Recursion

When reduced to a concise example, recursion can be quite a simple concept to grasp.

The below recursive function:

$$f(x,\mathrm{count}) = 10 + x + f(x,\mathrm{count - 1})$$

Takes a summand $x$ float and a $\mathrm{count}$ index which defines the number of recursions.
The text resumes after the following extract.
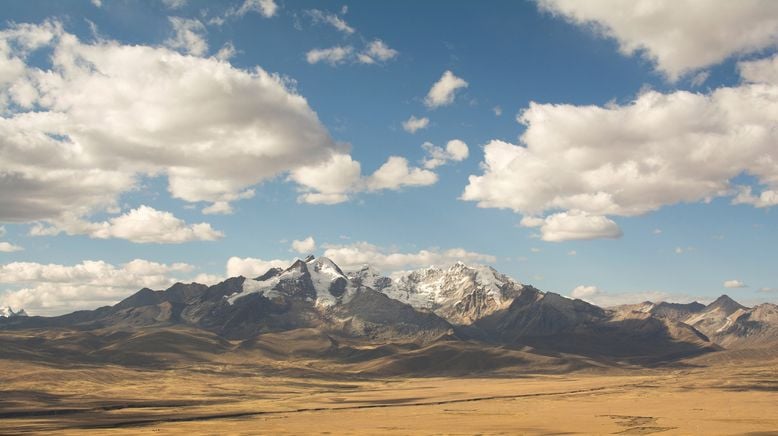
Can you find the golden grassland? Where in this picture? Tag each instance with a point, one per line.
(721, 393)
The function decreases this index with every recursion, and terminates the function with a "0" when the $\mathrm{count}$ value becomes 0.
Defining this function in code:

#include <bits/stdc++.h>
using namespace std;

double recurAdd(double x, int count)
{
    if (count == 0){return 0;} // termination
    return 10 + x + recurAdd(x, count - 1);
}

// Driver code
int main()
{
    cout << recurAdd(0.5, 3);
    return 0;
}

This small program will output 31.5 as a final value. We can represent the complete recursion in the following way:

$$f_1 = 10 + 0.5 + ( 10 + 0.5 + ( 10 + 0.5 (0) ) )$$

Where the recursion can be broken down in the following way, from its first to last input iteration:

$$f_1 = 10 + 0.5 + f_2 \\ f_2 = 10 + 0.5 + f_3 \\ f_3 = 10 + 0.5 + f_4 \\ f_4 = 0$$

After the last input function $f_4$ has been terminated, the running of operations can be visualized to occur from the deepest $f_4$ to the outermost $f_1$ nest. I visualize this process with the following schematic:

Though not all recursion algorithms may follow this pattern, this visual has helped me simplify my understanding of recursion. I hope my visual helps you too.

-Andrew